Saturday, April 5, 2008

Ghost Story

Being a ghost was nothing like Maria had expected. When she was a child she had explored old houses whenever she had the chance, opening closets and looking under staircases for evidence of stranded spirits left behind in the world of the living. She found plenty of rodents and insects, but never any ghosts.

When she was finally able to become a ghost herself, she searched for a long time to find just the right place, a perfect match for her childhood imagination. She finally settled on an ancient, crumbling mansion on Mason Street, a house that numerous people had lived in over time but that had been standing empty for many years when she first walked through the door. Once she decided that she had found her perfect house, she wasted no time in settling into life as a ghost. She picked up rusted pots and pans from the kitchen and dragged them across the rotted hardwood floors, making as much racket as she could. She put on her wedding dress, by then a torn and shredded rag, and stood in the window moaning and wailing. She spent long hours of the night carrying pieces of broken furniture out onto the front lawn, arranging them carefully in strange and elaborate patterns. When she went out to look at them the next morning, her work was always ruined, stolen by the vagrants who wandered through the neighborhood or overturned by wind and rain.

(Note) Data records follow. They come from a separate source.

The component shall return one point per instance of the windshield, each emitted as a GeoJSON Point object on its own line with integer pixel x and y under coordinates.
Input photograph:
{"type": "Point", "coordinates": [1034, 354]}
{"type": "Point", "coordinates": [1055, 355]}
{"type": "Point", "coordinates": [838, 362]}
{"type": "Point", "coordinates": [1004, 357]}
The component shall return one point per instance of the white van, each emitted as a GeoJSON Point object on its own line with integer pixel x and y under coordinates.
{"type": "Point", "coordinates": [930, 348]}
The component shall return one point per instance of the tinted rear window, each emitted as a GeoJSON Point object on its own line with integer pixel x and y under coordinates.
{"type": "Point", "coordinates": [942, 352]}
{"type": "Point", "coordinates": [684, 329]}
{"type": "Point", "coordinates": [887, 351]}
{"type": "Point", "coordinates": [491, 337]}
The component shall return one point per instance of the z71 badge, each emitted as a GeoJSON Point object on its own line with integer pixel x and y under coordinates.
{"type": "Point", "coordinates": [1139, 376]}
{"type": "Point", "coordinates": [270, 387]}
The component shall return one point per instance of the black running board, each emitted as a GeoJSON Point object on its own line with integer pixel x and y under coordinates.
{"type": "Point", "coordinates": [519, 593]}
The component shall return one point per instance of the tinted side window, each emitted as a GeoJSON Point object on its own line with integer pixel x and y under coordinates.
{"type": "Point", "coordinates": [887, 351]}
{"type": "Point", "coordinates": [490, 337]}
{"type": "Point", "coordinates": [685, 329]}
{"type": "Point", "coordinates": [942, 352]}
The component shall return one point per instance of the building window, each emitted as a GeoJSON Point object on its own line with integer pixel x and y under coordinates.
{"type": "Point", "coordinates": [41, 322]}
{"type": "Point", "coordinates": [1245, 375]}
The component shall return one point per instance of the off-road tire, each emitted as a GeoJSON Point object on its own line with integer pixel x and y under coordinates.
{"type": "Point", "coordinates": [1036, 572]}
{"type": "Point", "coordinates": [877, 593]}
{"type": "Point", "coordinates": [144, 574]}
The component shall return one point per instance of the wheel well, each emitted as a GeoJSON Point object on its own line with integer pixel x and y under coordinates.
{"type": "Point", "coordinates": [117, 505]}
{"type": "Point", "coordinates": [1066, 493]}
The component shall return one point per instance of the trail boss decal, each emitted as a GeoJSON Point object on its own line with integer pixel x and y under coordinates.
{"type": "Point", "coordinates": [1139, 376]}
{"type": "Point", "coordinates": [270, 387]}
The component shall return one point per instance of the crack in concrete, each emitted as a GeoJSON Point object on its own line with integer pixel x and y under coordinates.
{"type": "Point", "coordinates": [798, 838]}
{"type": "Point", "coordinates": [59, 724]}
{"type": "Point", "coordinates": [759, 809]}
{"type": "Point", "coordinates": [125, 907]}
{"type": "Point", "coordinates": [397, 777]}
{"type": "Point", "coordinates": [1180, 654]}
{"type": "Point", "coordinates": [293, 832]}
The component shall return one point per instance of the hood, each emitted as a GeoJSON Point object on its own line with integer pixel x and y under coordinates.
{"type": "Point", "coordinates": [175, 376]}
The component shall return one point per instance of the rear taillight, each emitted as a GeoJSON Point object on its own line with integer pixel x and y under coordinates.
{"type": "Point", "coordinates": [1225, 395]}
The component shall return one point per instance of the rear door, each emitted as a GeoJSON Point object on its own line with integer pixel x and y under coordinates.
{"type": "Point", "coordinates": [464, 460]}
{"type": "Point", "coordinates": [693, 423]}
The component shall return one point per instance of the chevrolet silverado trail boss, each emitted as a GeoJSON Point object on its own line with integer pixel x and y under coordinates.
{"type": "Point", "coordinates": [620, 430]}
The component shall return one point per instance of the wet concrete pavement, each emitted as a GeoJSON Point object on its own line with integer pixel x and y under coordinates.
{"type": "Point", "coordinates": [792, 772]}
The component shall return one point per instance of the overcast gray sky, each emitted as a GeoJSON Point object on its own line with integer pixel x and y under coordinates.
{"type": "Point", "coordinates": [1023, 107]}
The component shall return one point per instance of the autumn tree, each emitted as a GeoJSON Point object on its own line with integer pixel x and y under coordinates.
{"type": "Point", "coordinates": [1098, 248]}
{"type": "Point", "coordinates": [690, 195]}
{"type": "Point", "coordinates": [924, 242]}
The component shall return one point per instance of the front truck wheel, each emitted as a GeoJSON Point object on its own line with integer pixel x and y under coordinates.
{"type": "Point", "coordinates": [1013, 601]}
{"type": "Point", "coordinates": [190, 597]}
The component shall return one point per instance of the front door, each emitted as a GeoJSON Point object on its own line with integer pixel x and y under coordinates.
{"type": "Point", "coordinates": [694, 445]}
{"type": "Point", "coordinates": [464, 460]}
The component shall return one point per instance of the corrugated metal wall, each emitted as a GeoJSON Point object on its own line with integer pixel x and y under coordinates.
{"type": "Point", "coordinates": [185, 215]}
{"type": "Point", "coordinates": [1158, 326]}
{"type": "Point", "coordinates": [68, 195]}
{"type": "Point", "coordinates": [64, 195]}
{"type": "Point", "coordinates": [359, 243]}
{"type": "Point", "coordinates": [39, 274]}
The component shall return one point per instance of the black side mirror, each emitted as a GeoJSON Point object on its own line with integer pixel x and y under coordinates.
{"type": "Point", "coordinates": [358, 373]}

She slept for long hours in the abandoned house, forgetting the pieces of the living world. What it had been like to speak to another person, what it was to taste a warm meal, what it was to walk outside and blink her eyes in the sunlight. Maria began to wonder how long she would stay there, if anyone would ever come for her. She sometimes thought about leaving, but a paralyzing dread came over her every time she approached the edge of the dying lawn that surrounded the house. She stood next to the edge of what little grass was left, her toes almost touching the sidewalk, and wrapped her arms around herself as the cold wind beat against her body. The strands of the decaying dress stretched out around her, twisting as she extended her arms and let the air take them. She screamed until her lungs burned, announcing that the ghost had emerged from the house, but no one answered. She stood there for what seemed a long time, peering through the darkness that enveloped the deserted street, and then turned to go back inside and lie in wait under the staircase.